See https://developers.google.com/docs/api/samples/output-json for what Google Docs does - basically separating markup from the text by using indices.

which is probably the only way to properly deal with markup and especially commented sections that can span over paragraph start/ends - neither JSON or XML seems to have a proper answer for such annotations and I wonder if there's any standard format that can that, especially if humans still want to reasonable be able to view or edit iit...

(OOXML and its binary equivalents more or less solve this by completely separating paragraph and character formatting, both separately indexing the spans of text they annotate)

dfox · on Oct 30, 2019

That is what essentially every WYSIWYG text processor does. And also the reason why getting sane HTML out of text processor is somewhat non-trivial, as the separately indexed spans can very well overlap, contradict each other or contain completely unnecessary formatting information.

bradstewart · on Oct 29, 2019

Potential option:

  {
    "id": "simple_book",
    "title": "Very simple book",
    "chapters": [
      {
        "id": "chapter_1",
        "content": [
          { "type": "title", "value": "Chapter 1" },
          {
            "type": "para",
            "content": [
              { "type": "text", "value": "Hello World!" }
            ]
          },
          { "type": "img", "src": "hello.jpg" },
          {
            "type": "para",
            "content": [
              { "type": "text", "value": "I hope that your day is proceeding " },
              { "type": "emphasis", "value": "splendidly" },
              { "type": "text", "value": "!" }
            ]
          }
        ]
      }
    ]
  }

Finnucane · on Oct 29, 2019

But as pointed out in the article, JSON isn't necessarily going to guarantee the correct order of your nested bits.

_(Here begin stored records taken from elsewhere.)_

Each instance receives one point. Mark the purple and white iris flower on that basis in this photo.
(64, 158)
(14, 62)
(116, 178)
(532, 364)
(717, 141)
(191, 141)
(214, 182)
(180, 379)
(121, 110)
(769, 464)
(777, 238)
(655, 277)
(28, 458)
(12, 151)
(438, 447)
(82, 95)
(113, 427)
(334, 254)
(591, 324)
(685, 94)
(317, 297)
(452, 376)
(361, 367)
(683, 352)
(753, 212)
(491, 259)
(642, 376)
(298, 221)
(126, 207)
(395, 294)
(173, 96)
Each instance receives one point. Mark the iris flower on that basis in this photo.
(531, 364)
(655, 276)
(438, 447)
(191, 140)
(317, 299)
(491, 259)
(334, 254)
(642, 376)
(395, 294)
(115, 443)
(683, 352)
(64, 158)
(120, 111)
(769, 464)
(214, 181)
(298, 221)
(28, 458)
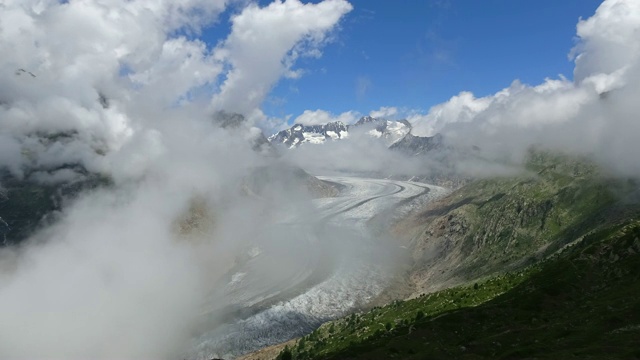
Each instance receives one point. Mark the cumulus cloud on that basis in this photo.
(319, 117)
(265, 42)
(384, 112)
(126, 89)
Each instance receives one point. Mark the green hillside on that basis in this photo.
(548, 266)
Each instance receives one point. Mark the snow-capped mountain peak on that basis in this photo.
(387, 130)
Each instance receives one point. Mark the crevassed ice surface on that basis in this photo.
(330, 269)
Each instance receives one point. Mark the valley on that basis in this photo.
(319, 283)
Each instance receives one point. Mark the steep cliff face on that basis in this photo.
(500, 224)
(544, 265)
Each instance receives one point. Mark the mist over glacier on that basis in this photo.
(128, 90)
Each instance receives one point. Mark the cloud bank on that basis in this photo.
(594, 114)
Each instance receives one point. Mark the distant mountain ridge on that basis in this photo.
(389, 131)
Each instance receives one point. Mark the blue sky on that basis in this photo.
(413, 54)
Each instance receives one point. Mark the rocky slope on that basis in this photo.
(544, 265)
(388, 131)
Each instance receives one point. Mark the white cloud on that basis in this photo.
(460, 108)
(363, 86)
(265, 42)
(319, 117)
(115, 261)
(593, 115)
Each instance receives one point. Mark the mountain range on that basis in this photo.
(388, 131)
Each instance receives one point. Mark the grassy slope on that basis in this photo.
(581, 302)
(506, 223)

Your code is going to have to worry about that. And it will quickly become unmanageably complex. When you are for instance creating a marked up transcript of some archival material, there's a lot of human editing involved. Have a look at the TEI documentation to see how messy it can get.

bradstewart · on Oct 29, 2019

Certainly. I wasn't suggesting that JSON representation I put up there was actually a good idea, just that it's theoretically possible to represent that document as JSON.